If diamagnetism is due to temperature particles, heating the material impart greater spin on these particles and its magnetism decreases as the orthogonal electric field manifest itself and the temperature field around the particles decreases.
Paramagnetism is due to orbital angular momenta of electrons, but the spin of the electron reduces its electrical property. A spinning electron behave like a particle temperature particle along the axis of spin. Such a spinning electron will produce less magnetic moment. An so, paramagnetism reduces with increasing temperature as electron spin increases with temperature.
In the graph above, at temperature beyond the Curie point for ferromagnetic material and the Neel point for anti-ferromagnetic material, the materials are paramagnetic. Magnetism that remains in the materials is due to orbiting electrons (not electron spin).

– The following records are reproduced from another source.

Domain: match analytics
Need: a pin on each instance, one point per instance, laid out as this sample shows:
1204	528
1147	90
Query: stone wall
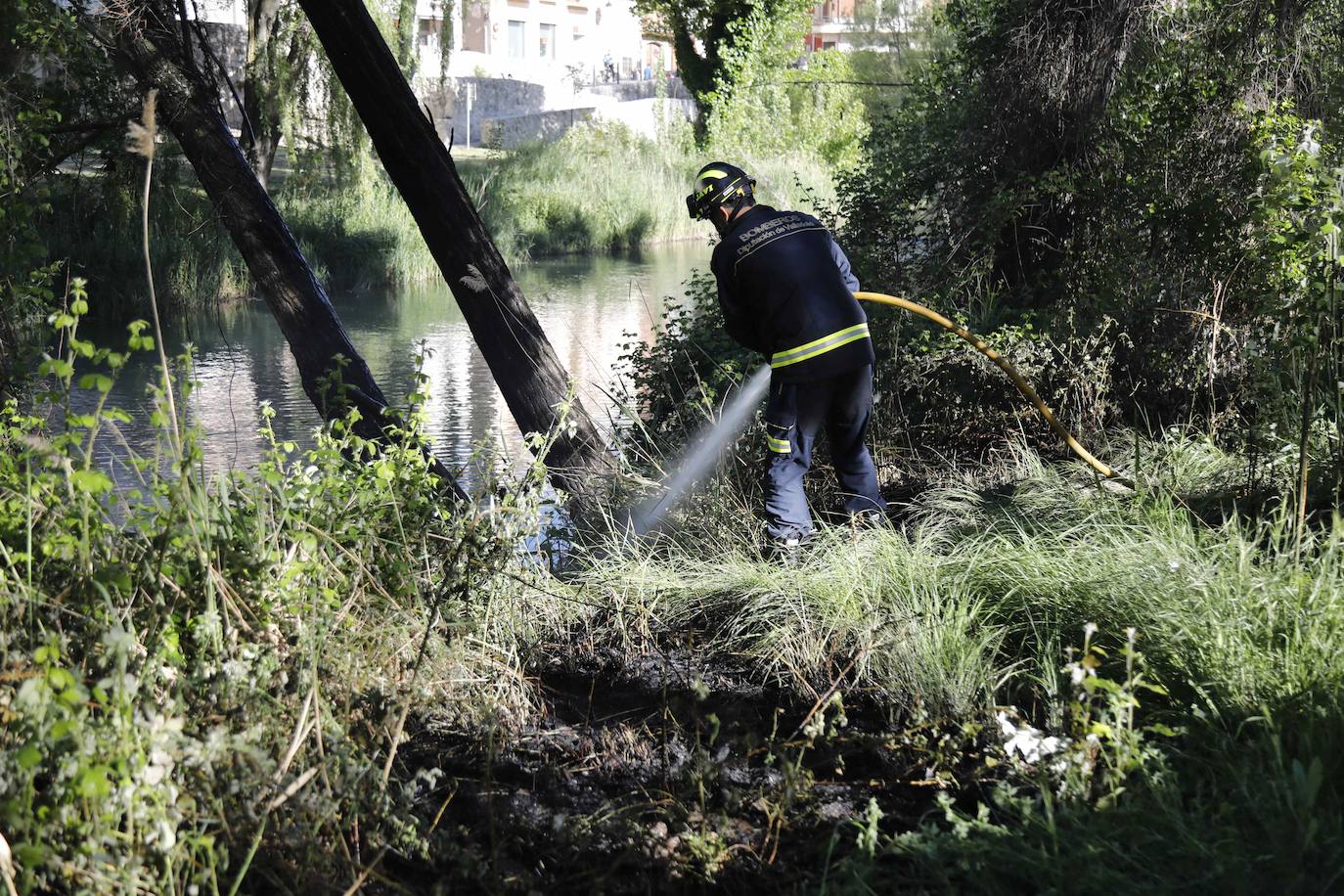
514	130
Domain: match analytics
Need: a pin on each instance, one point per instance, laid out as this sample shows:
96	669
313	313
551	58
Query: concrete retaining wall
515	130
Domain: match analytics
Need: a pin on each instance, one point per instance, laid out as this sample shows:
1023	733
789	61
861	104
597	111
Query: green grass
974	606
274	679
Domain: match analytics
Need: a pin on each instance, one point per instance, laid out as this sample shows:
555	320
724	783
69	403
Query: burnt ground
656	773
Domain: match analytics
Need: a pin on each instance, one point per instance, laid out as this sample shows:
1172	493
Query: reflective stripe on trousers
797	411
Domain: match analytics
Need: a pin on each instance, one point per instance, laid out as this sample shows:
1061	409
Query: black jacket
786	291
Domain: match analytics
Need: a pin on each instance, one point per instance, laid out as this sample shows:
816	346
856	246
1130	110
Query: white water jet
706	449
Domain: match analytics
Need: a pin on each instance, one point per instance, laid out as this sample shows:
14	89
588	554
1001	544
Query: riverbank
596	191
311	677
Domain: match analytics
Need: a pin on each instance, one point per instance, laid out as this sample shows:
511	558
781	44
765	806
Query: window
476	22
516	39
428	32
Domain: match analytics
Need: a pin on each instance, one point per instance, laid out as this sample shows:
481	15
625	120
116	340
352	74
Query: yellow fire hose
1023	385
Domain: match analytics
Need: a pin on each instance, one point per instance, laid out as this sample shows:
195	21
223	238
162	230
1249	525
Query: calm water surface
589	306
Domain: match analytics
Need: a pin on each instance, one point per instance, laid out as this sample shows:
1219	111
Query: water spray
715	434
706	448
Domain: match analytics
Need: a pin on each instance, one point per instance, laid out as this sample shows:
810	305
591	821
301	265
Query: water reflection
586	306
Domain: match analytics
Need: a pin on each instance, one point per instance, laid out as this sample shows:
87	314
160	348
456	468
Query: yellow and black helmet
717	184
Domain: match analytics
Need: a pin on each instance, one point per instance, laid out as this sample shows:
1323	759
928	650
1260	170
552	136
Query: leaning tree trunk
335	377
511	338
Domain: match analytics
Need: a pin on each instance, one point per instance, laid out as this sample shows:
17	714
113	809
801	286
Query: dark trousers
793	416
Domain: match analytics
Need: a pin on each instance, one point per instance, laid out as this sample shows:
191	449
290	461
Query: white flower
1030	743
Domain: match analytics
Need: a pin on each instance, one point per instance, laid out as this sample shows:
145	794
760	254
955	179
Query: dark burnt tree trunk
335	377
511	338
262	87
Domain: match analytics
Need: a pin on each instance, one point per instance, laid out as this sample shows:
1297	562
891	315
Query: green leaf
90	481
28	756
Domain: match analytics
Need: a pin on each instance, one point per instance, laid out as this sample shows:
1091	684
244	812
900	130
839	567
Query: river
589	306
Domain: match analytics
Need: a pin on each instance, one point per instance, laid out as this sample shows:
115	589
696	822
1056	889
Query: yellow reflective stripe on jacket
820	345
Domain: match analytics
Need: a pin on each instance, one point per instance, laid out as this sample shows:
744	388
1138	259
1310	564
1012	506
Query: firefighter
786	291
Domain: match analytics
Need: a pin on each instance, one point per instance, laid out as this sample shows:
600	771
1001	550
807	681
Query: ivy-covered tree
708	34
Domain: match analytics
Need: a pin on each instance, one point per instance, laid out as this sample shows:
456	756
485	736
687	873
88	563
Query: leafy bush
204	684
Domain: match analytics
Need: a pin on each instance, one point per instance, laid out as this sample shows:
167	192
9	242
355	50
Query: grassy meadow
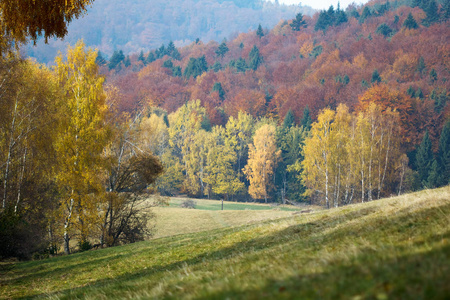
208	215
395	248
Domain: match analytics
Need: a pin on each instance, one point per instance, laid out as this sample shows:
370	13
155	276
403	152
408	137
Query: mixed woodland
343	107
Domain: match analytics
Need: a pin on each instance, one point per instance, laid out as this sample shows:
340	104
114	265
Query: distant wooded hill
135	25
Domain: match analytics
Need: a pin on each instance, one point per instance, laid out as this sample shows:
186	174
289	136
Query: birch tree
81	139
263	158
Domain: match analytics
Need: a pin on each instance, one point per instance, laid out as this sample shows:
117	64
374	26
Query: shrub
189	204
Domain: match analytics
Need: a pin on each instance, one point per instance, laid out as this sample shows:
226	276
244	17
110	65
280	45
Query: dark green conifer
259	31
410	23
298	23
222	49
433	75
375	77
444	155
254	58
289	119
218	87
306	119
424	159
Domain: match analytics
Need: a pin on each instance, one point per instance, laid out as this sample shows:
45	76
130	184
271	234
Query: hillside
207	215
393	248
136	25
320	65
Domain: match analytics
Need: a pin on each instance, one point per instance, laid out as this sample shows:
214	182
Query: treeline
71	167
341	158
130	25
294	65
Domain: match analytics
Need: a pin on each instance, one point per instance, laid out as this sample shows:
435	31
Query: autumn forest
347	106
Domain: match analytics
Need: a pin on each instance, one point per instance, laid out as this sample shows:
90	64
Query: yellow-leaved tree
81	139
263	157
317	154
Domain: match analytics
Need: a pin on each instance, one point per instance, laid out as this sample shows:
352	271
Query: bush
84	246
189	204
161	201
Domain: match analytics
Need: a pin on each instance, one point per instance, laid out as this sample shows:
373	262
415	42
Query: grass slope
208	215
388	249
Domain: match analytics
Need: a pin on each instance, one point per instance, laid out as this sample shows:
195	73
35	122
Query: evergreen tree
306	119
259	31
100	60
159	53
410	91
433	177
432	13
151	57
446	10
419	93
241	65
222	49
116	59
298	23
289	119
433	75
340	17
424	159
176	71
365	14
444	155
217	66
142	58
168	64
254	58
127	62
410	23
196	67
384	29
172	51
375	77
218	87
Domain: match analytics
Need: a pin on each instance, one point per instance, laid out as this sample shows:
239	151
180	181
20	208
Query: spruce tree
254	58
289	119
260	32
433	177
241	65
424	159
306	119
432	13
127	62
444	155
375	77
116	59
151	57
433	75
410	23
218	87
142	58
222	49
100	60
384	29
298	23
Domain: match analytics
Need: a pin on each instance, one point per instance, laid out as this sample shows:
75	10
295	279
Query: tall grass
395	248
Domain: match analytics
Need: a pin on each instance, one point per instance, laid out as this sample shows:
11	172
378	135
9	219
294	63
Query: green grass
207	215
397	248
203	204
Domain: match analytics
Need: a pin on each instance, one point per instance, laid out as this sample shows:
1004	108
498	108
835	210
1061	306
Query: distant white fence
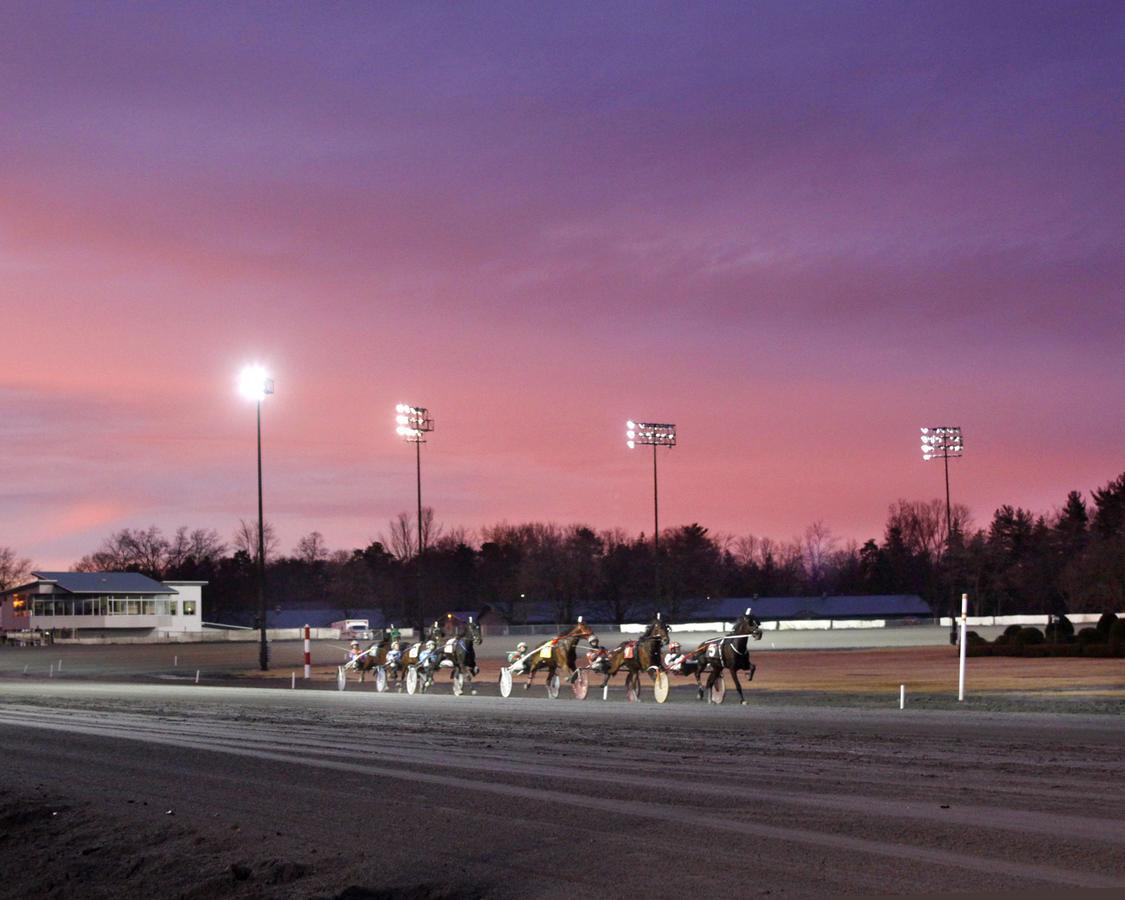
791	624
983	621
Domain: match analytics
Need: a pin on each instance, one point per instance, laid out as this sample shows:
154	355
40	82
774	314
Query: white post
964	622
308	656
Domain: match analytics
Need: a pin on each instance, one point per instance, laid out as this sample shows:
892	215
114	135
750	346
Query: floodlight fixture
653	434
412	423
942	442
254	384
649	434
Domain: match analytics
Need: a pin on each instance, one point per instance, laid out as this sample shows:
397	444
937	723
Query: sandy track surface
279	793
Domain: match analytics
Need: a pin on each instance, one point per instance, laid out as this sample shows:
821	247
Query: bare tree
14	569
312	548
816	551
145	550
923	524
245	539
402	539
200	545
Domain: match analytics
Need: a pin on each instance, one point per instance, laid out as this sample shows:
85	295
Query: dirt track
305	793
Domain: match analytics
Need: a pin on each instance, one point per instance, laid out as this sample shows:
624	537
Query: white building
102	604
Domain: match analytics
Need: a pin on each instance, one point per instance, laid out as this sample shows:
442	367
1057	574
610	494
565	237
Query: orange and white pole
964	621
308	655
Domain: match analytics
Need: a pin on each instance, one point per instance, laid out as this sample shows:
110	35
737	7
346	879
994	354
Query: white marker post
964	622
308	656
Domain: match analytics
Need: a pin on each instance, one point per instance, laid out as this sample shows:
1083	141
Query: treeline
1071	559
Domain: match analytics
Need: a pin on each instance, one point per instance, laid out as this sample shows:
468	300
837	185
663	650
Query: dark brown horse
730	653
637	656
458	647
559	653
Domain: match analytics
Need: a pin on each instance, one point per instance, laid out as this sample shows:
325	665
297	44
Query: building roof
104	583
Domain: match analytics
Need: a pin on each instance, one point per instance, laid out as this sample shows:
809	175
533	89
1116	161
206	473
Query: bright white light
254	384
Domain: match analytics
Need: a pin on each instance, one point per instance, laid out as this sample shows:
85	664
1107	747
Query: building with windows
102	604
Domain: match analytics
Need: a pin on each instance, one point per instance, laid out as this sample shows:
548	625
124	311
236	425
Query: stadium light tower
255	385
651	434
412	424
943	442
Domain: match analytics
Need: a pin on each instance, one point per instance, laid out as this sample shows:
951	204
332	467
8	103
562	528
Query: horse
371	658
730	653
560	651
459	648
638	656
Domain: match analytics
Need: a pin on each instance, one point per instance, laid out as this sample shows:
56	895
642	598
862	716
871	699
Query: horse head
748	624
657	629
579	630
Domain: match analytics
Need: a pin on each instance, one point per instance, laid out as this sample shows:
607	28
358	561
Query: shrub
1029	636
1060	630
1116	636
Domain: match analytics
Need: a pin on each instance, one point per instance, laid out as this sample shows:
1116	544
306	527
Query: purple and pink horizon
799	232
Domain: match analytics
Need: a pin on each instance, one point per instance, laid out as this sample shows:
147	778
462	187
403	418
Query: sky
798	231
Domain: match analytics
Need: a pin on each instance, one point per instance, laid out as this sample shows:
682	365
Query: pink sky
798	232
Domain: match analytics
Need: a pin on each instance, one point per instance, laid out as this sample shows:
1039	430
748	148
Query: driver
674	658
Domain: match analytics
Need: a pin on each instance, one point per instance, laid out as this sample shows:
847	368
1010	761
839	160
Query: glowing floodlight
254	384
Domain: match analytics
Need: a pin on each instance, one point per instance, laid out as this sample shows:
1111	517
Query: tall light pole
412	424
255	385
654	434
944	442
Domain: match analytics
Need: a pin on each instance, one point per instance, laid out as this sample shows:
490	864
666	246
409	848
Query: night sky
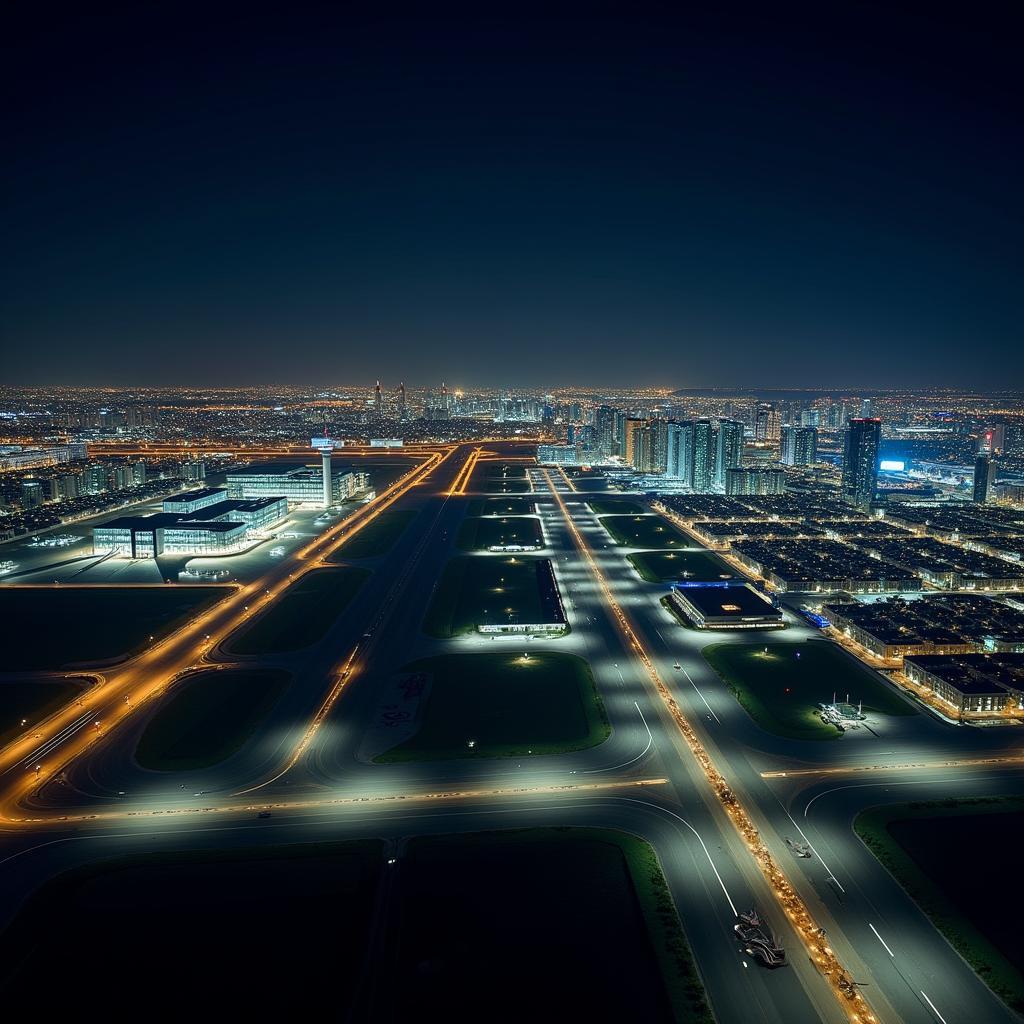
817	196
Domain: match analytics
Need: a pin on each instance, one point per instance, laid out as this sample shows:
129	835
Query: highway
312	763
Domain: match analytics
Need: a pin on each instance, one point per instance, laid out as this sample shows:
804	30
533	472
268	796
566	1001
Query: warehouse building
971	683
716	606
222	527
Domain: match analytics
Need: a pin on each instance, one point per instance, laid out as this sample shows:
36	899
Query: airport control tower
326	457
325	445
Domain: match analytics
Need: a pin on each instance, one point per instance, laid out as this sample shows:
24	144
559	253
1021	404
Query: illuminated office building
767	424
300	486
729	452
702	457
748	480
860	460
800	445
984	477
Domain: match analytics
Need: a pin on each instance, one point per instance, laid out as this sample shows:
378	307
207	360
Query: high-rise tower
860	460
730	449
984	477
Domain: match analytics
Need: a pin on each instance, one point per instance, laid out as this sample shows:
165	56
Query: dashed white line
883	941
935	1009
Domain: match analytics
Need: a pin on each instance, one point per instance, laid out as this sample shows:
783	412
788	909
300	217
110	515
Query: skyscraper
604	429
766	424
659	456
678	459
984	477
755	481
643	449
629	438
702	457
800	445
730	449
860	460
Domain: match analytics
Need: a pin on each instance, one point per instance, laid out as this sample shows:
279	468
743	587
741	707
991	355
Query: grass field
659	566
502	485
493	469
644	531
615	506
478	535
79	625
208	718
473	591
201	914
468	922
33	700
932	849
501	506
590	482
376	539
301	615
779	690
613	952
508	705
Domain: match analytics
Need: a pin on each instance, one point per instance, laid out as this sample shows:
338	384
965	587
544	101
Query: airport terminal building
300	486
198	522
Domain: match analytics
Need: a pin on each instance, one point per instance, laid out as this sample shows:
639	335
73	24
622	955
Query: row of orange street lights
810	934
144	683
461	481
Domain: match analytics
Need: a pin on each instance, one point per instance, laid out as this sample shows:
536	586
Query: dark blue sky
805	197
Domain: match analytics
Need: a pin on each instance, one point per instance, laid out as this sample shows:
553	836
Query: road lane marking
902	766
935	1010
699	694
650	739
679	817
883	941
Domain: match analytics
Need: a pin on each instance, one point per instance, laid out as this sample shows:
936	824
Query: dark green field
33	700
614	950
464	920
208	718
494	469
69	625
473	591
933	849
780	690
479	535
590	482
301	615
644	531
615	506
502	485
200	914
508	705
376	539
658	566
501	506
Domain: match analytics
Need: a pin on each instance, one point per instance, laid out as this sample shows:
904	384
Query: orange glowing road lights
812	936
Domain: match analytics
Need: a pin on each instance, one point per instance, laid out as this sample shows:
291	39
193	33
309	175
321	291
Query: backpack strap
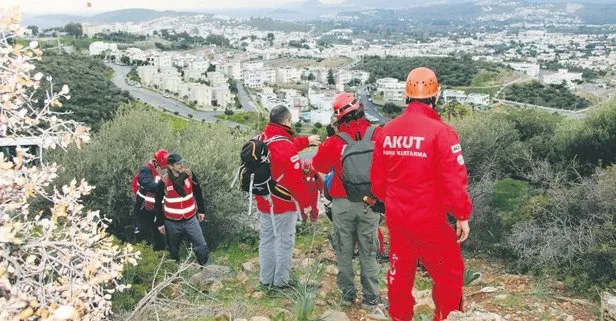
369	133
345	137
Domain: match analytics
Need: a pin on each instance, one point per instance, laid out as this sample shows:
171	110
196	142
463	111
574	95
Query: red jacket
286	169
313	182
418	170
329	155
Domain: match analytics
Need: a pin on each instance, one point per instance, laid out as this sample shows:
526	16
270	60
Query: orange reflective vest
175	206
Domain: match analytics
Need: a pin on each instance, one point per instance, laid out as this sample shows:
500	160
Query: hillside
118	16
94	98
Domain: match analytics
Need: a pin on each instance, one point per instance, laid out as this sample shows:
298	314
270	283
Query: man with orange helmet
314	183
352	219
418	171
145	184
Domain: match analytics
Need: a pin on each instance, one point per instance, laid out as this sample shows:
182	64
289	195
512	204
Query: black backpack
356	163
255	173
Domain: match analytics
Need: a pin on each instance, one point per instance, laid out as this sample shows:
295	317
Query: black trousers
147	228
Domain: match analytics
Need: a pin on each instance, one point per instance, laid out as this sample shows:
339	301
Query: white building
526	68
193	74
98	47
170	83
392	89
563	75
451	95
146	73
223	96
202	94
478	99
288	75
217	78
201	65
160	61
91	30
254	79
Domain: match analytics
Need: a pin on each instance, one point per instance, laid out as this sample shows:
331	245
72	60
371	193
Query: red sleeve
378	172
453	174
293	176
301	143
322	161
319	181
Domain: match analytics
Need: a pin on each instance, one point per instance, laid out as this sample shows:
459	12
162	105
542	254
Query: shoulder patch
460	159
456	148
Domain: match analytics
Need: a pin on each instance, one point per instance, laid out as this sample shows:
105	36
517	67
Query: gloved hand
378	207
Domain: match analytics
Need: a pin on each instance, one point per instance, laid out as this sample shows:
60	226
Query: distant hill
136	15
118	16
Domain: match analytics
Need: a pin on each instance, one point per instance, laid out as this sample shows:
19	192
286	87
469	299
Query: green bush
141	277
123	145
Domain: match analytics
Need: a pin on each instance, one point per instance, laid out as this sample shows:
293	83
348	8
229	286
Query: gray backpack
356	163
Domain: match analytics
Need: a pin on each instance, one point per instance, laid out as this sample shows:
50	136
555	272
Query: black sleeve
146	181
198	194
160	194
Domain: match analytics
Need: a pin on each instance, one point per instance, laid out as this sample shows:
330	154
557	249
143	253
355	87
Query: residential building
391	88
563	75
526	68
478	99
202	94
98	47
191	75
288	75
451	95
146	73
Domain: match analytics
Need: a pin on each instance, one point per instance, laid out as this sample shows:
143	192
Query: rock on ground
335	316
608	307
248	266
474	316
210	274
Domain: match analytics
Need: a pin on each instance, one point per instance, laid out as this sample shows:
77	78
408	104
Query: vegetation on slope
94	98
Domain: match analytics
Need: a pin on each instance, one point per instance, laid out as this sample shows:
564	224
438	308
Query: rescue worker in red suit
314	183
353	221
180	209
277	216
418	171
145	185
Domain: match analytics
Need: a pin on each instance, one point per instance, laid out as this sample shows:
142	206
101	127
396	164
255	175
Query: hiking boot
382	257
347	300
373	303
289	285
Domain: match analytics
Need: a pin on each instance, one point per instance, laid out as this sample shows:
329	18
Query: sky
79	6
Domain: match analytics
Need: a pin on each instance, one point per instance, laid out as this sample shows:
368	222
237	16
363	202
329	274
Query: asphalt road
157	100
370	108
244	98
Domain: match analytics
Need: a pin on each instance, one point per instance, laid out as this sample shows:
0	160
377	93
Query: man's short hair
280	114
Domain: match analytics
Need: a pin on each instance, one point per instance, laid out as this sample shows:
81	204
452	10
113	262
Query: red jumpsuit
418	170
314	184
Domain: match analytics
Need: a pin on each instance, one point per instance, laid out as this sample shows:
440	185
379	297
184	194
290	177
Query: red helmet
160	157
345	103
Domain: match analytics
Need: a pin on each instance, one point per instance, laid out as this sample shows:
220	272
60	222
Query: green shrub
141	277
123	145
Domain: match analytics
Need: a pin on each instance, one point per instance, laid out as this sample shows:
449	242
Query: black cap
174	158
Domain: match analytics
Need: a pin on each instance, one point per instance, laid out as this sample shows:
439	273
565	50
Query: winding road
369	107
157	100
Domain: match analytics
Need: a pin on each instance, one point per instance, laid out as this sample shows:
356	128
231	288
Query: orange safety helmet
160	157
421	83
345	103
307	164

When diamagnetism adds to paramagnetism in a material we have ferromagnetism. As temperature increases temperature particle spin increases and diamagnetism decreases, eventually ferromagnetism is reduced to paramagnetism.
When diamagnetism cancels paramagnetism in a material we have anti-ferromagnetism. As temperature increases temperature particle spin increases and diamagnetism decreases. The material becomes more magnetic with paramagnetism. Eventually, diamagnetism is reduced to zero and the material is wholly paramagnetic, at the maxima, the Neel point.
This explanation places paramagnetism between ferromagnetism and anti-ferromagnetism, as experimental measurements show, without the need to introduce neighboring paramagnetic domains that add or cancel to explain ferromagnetism and anti-ferromagnetism. This explanation is different from common defintions of diamagnetism and paramagnetism.
At low temperature due to negative temperature particles, diamagentism increases with decreasing temperature (more negative temperature particles). Negative temperature particle is introduced new in this model. Diamagnetism at positive temperatures are due to positive temperature particles. Spin at high temperature reduces the temperature field of these particles and so reduces diamagnetism.
For both electrons and temperature particles, spin reduces their electric and temperature field respectively. In both cases, particle spin reduces magnetism. This is at odd with the notion that electron spin increases magnetic moment.
Furthermore, why should particle spin increase with temperature?